Rusia afirmó esta semana, por tercera vez desde el inicio de la invasión a gran escala de Ucrania, haber ocupado por completo la región de Luhansk, una de las cuatro regiones ucranianas que Moscú intenta anexar ilegalmente. Las Fuerzas Armadas rusas controlan la mayor parte de Luhansk desde el primer año del conflicto, pero la reiteración del anuncio ha levantado interrogantes sobre las motivaciones del Kremlin.
Analistas sugieren que el Ministerio de Defensa ruso tiende a exagerar los avances en el frente, especialmente en momentos de escasos cambios territoriales. Datos del Instituto para el Estudio de la Guerra (ISW) indican que el avance ruso se ha desacelerado significativamente, pasando de 11 kilómetros diarios en el primer trimestre de 2025 a solo cinco kilómetros en los primeros tres meses de este año. En algunas áreas, las fuerzas ucranianas incluso han logrado avances.
Ucrania desestimó la afirmación rusa, calificándola de “broma”. Un portavoz militar ucraniano señaló que la línea del frente se ha mantenido prácticamente inalterable en los últimos seis meses. El Tercer Cuerpo de Ejército de Ucrania informó que repelieron 144 asaltos rusos contra dos aldeas en un intento por completar la captura de la región.

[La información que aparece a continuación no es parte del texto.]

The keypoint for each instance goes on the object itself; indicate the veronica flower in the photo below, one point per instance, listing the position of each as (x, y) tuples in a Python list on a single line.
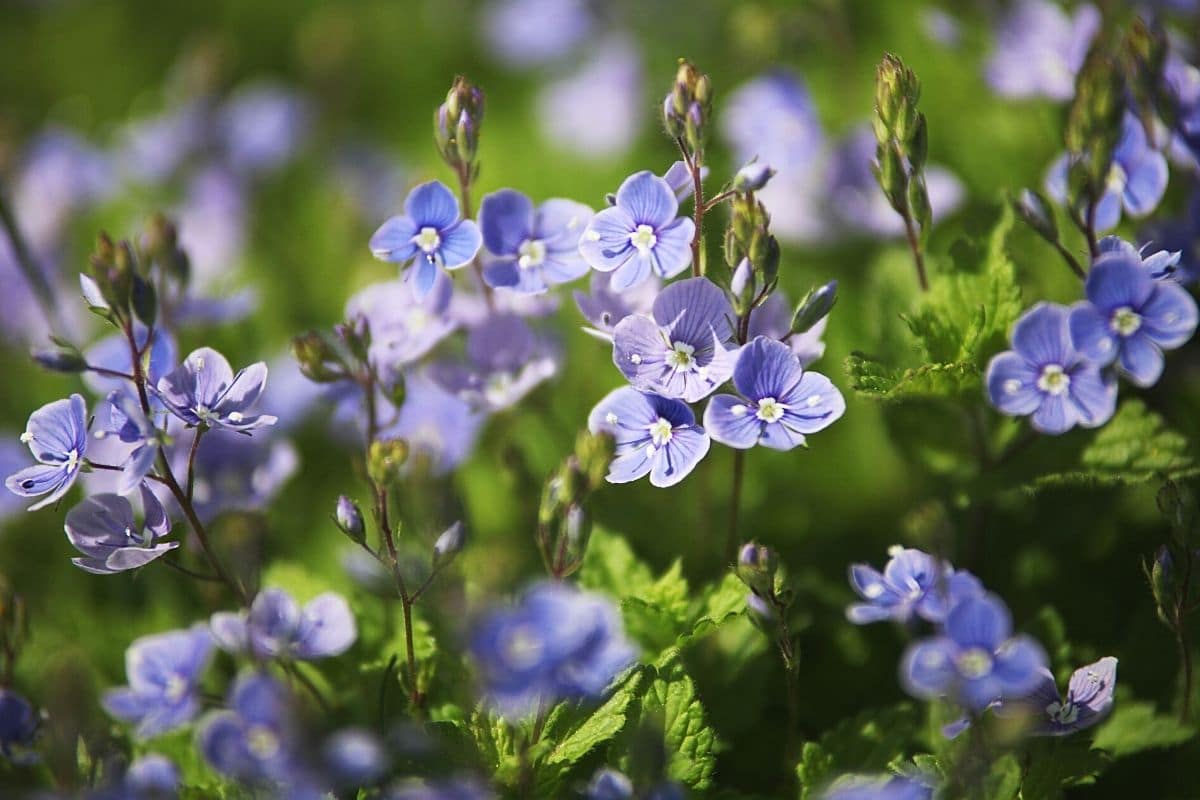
[(534, 248), (204, 390), (1137, 178), (57, 434), (103, 529), (779, 402), (684, 349), (641, 235), (505, 362), (1087, 702), (1039, 49), (558, 643), (1131, 318), (1044, 376), (277, 627), (912, 584), (655, 435), (976, 660), (165, 673), (429, 232)]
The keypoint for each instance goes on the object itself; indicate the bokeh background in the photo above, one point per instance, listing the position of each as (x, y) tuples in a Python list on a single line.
[(323, 112)]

Simultáneamente, el Kremlin instó a Ucrania a retirar sus fuerzas del Donbás, argumentando que esto pondría fin a la “fase caliente” de la guerra. El Donbás, que incluye Luhansk y Donetsk, aún tiene alrededor del 20% bajo control ucraniano.
El ISW señala que las declaraciones rusas buscan crear la impresión de avances rápidos para presionar a Estados Unidos y a otros aliados de Ucrania a forzar concesiones territoriales. Mientras tanto, Ucrania ha intensificado sus contraataques, priorizando zonas donde las fuerzas rusas son más débiles y aprovechando las pérdidas rusas, que alcanzaron su nivel más alto desde el inicio de la guerra en marzo, según Zelensky.